The envelope output is, as noted, fed to the microprocessor via the variable gate-offset circuit described in detail with respect to the fret-acquisition system and is multiplexed to the data line 33 (FIG. 3) as described with respect to the latter Figure. The analog-to-digital converter of the variable gate-offset converts the envelope to digital form. To increase the on-time of the envelope to its maximum value, the gain is increased as the processor measures successively decreasing voltages so that the system effectively forms a digital automatic gain control (AGC). When the processor cannot increase the gain to a point that the input is greater than the off-threshold, the gate is turned off. Consequently, this system maximizes the ability to exploit the vibration of the string for the greatest possible duration.
The amplifier 115 and the peak detector 118 represent circuits tapped off from the first FWR stage 108. These circuits generate a microprocessor service interrupt signal when the maximum peak is reached.
The peak value of the differentiator output is stored by the peak detector and is fed to the processor via the ADC input for conversion into the velocity signal and the gate-on signal.
The output of the peak detector amplifier 115 will change state at the time the peak is acquired so that the state is fed to the microprocessor interrupt input and so that the microprocessor need not service strings that either are not yet plucked or have been plucked but have not yet reached their peak.
This saves a substantial amount of computing time over polling systems widely in use. This will be appreciated by understanding that without this system the microprocessor must constantly check each string to see what state it is in. If the sampling period is too short, then processing time will suffer. If it is too long, a peak may be missed. This detection system, therefore, provides first velocity detection, a substantially perfect gate-off sensing method and an interrupt servicing scheme which cuts the processor use to a minimum.

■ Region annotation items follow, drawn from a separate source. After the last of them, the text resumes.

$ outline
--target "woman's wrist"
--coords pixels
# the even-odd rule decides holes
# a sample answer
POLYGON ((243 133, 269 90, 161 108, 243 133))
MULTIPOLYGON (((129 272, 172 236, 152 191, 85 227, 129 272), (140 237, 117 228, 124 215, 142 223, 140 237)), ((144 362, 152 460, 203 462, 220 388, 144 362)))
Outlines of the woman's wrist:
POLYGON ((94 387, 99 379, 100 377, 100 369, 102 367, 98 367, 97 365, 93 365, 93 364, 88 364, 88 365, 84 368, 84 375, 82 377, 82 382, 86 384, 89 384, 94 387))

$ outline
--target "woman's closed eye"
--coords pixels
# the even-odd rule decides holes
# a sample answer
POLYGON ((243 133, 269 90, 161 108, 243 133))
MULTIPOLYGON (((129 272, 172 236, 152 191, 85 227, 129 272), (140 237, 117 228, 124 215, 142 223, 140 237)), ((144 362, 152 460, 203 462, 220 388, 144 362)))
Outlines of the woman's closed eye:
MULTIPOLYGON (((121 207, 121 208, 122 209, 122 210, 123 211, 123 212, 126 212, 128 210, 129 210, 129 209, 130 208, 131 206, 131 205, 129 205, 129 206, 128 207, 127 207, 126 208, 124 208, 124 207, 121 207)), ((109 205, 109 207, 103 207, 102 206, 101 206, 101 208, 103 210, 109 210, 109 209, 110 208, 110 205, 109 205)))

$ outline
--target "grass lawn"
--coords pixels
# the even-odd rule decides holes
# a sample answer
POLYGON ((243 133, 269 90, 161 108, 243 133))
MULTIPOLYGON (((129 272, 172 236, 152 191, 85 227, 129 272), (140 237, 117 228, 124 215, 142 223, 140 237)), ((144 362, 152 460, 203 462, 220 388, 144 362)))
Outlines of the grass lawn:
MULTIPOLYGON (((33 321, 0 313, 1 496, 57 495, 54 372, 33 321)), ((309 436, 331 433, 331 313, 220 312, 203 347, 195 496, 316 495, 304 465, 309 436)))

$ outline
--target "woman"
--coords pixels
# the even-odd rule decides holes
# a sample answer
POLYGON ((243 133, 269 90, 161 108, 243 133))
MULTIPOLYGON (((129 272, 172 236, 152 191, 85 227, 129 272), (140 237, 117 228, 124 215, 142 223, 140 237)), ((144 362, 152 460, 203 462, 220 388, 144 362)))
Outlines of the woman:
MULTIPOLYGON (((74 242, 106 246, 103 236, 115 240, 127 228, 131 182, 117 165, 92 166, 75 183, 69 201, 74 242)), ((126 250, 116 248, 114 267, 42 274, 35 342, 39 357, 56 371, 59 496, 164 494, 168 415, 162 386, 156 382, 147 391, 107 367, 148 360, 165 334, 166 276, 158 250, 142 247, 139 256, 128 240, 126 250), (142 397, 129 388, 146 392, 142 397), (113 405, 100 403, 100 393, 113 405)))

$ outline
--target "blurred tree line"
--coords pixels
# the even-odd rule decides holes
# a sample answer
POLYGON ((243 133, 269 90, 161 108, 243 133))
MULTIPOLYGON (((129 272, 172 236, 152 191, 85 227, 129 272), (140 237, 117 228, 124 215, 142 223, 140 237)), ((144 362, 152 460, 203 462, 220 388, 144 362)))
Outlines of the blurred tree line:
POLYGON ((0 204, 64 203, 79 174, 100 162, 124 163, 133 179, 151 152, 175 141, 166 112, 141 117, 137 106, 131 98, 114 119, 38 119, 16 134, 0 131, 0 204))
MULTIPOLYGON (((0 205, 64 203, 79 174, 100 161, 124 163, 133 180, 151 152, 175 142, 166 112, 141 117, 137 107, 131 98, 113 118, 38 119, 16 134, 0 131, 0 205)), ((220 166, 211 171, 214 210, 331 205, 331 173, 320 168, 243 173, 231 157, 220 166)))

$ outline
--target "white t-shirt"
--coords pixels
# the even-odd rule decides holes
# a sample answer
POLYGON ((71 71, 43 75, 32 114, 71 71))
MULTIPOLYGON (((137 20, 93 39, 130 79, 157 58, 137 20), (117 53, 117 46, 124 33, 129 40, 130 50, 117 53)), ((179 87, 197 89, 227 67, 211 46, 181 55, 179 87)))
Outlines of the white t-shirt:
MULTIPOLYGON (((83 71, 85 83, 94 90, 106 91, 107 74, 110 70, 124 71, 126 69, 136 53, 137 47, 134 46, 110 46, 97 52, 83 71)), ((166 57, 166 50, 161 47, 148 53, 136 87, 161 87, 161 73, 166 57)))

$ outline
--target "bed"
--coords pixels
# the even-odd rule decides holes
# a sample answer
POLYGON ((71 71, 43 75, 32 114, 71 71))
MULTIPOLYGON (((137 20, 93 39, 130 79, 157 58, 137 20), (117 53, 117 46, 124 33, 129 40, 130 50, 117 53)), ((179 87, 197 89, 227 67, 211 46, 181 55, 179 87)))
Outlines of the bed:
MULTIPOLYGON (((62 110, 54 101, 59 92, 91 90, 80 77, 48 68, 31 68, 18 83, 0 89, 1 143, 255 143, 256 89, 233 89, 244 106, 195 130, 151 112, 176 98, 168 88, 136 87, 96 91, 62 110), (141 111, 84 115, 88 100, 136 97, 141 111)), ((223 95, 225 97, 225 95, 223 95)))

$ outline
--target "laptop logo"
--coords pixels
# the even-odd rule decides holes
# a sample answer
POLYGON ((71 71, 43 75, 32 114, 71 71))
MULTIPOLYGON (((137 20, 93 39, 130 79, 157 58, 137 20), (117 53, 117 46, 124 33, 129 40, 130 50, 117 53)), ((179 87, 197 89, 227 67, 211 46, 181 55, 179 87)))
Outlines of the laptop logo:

The diagram of FIG. 13 illustrates the multiplexing principle which is used. Each of the sensor units 42 for the six strings of a guitar can deliver the interrupt via the line 46 directly to the CPU 29, i.e. independently of the multiplexing system 55 previously described. The multiplexing system 55, however, can have an envelope multiplexer represented at 119 and a velocity multiplexer 120. In the latter case, both multiplexers work into the programmable gain control 121 represented by elements 54 and 56, and then into the analog-to-digital converter 57 feeding the microprocessor data input.
While the microprocessor in FIG. 3 has not been shown to provide its address and instruction signals on the bidirectional data bus, it will be apparent that one of the outputs of the microprocessor is a set gain signal 122 which is applied to the programmable gain controller 121 while another output is a select signal 123 which enables one or the other multivibrators 119, 120.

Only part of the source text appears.